Mineral Investigations in the Koyukuk Mining District, Northern Alaska - Volumes 1 and 2 and Map
From 1997 to 2002, the Bureau of Land Management (BLM) conducted a mineral resource investigation of the Koyukuk Mining District in northern Alaska. The 11.6-million-acre study area comprises the upper portion of the Koyukuk River drainage basin. The objective of the investigation was to identify the nature and extent of mineral resources in the district. Field work consisted of mapping and sampling mines, prospects, and mineral occurrences and reconnaissance sampling in areas containing no documented sites. A total of 2,098 rock, soil, stream sediment, and concentrate samples were collected during the study. This investigation is part of the Bureau’s ongoing statewide mining district assessment program.
The BLM identified a total of 269 mines, prospects, and mineral occurrences within or directly adjacent to the district. This includes 27 previously undocumented occurrences. Deposit types include gold and tin placers; antimony- and gold-bearing quartz veins; stratabound, carbonate-hosted, and volcanogenic massive sulfides; copper porphyries; copper, tungsten, and tin skarns; tin greisens; podiform chromite; and coal. Documented production totals 333,893 oz of placer gold.
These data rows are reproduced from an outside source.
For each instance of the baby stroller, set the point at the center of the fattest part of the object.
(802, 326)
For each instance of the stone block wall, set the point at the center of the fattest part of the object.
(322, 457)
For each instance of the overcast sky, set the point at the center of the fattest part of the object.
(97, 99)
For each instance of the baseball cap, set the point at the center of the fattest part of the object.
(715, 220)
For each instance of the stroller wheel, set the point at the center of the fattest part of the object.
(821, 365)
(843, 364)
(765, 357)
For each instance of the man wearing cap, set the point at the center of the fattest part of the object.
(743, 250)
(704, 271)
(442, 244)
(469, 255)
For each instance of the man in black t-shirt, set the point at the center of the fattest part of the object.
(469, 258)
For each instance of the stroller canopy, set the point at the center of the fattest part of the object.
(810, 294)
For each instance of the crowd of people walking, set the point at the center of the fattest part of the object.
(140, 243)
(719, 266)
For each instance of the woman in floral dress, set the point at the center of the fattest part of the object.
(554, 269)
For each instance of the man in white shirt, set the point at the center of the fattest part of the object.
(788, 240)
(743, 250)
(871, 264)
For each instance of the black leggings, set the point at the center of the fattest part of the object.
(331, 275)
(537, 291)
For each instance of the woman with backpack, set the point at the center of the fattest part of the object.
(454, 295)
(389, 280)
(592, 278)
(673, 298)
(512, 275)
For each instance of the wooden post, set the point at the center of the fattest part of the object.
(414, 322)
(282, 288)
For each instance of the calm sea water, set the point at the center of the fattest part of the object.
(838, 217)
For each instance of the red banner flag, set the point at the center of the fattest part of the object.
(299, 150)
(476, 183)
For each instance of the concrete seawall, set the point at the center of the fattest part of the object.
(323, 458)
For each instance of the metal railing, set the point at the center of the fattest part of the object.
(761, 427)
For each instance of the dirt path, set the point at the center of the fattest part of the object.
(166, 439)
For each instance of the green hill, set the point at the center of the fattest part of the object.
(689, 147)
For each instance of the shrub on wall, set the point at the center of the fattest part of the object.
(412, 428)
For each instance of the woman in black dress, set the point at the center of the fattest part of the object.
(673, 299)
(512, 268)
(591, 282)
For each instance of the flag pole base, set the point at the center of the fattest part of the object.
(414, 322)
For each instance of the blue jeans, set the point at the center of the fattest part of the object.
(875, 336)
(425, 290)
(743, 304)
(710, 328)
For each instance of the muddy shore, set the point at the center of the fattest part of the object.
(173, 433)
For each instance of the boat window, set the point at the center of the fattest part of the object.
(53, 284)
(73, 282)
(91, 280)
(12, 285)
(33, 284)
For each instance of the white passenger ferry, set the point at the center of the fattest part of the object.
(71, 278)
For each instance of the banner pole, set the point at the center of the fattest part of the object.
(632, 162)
Resource estimates include a measured resource of 33,600 oz of placer gold in the Nolan-Hammond River area, an indicated resource of 2.3 million lbs of placer tin on the Kanuti Kilolitna River, an indicated resource of 1.1 million tons averaging 5.0% copper in skarn deposits near the Bettles River, and an indicated resource of 31,000 tons averaging 39.4 ppm gold in quartz veins on Sukakpak Mountain.
Other significant results from this investigation include the delineation of anomalous gold values within volcanic rocks on the upper Indian River; anomalous placer gold in bench gravels on the upper Hammond River; gold-bearing quartz veinlets on nearby Vermont and Smith Creeks; anomalous goldbearing gravels on Black and Davis Creeks and Ironsides Bench; potential for significant amounts of placer gold in buried channels near Linda Creek; and gold anomalies associated with skarn and massive sulfide occurrences in the Chandalar copper belt north of Bettles River.